The suspenseful narrative, imbued with quixotic humor, is the fourth of Meyer’s well-received Sherlock Holmes novels, which ably reflect the style of Doyle’s originals, even being presented as “adapted from the journals of John Watson, M.D.”
Holmes and his physician friend navigate the complex labyrinth of Jewish history in the early years of the 20th century while real-life personalities of the period meet up with them. Israel’s first president, Charles Weizmann (Chaim is reserved for his co-religionists), describes for the duo the evils of anti-Semitism in his native Russia, the blood libels that lead to pogroms and the desperate need of Jews for “a country of our own…the Zionist goal.” Novelist Israel Zangwill sits behind his impressive desk and discusses with Holmes and Watson the complexities of the Zionist proposal and alternative solutions, ironically broaching arguments that resonate in our own time. The Zionist Congress meetings in Basel, misconstrued as part of the Protocols’ “international conspiracy,” are referenced and there is speculation about the premature death of Theodor Herzl: Did he die of a heart attack or was he assassinated?
In their investigation, Holmes and Watson undertake a dangerous journey to Kishinev aboard the Orient Express. With heartbreaking detail, the brutal Kishinev pogroms of 1903 and 1905 are described as the pair voyage into that beleaguered locus of Jewish misery. Through the author’s deft and whimsical hand, the dark scenario is lightened by descriptions of luxuries on board the train as well as the detective’s dalliance with the enchanting Anna Walling, née Strunch (Jewish, of course).
In Kishinev, they confront the creator of the Protocols, a malicious hater intent on perpetuating the fabrication.

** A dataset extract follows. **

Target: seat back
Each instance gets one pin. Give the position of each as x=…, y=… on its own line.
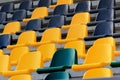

While the great detective reveals the forger and forgery, as Mycroft foresees, the damage of the Protocols cannot be undone.
Indeed, in a valuable epilogue, Meyer recounts the enduring impact of the Protocols, from their distribution in 1919 at the Paris Peace Conference to their inclusion in Hamas’s original charter. Using the Protocols to weave a new adventure for the incomparable Sherlock Holmes, detective, violinist and, now, philo-Semite, Meyers reveals the history of one of the most hateful anti-Semitic tracts.
Gloria Goldreich’s newest book, The Paris Children, will be published in September.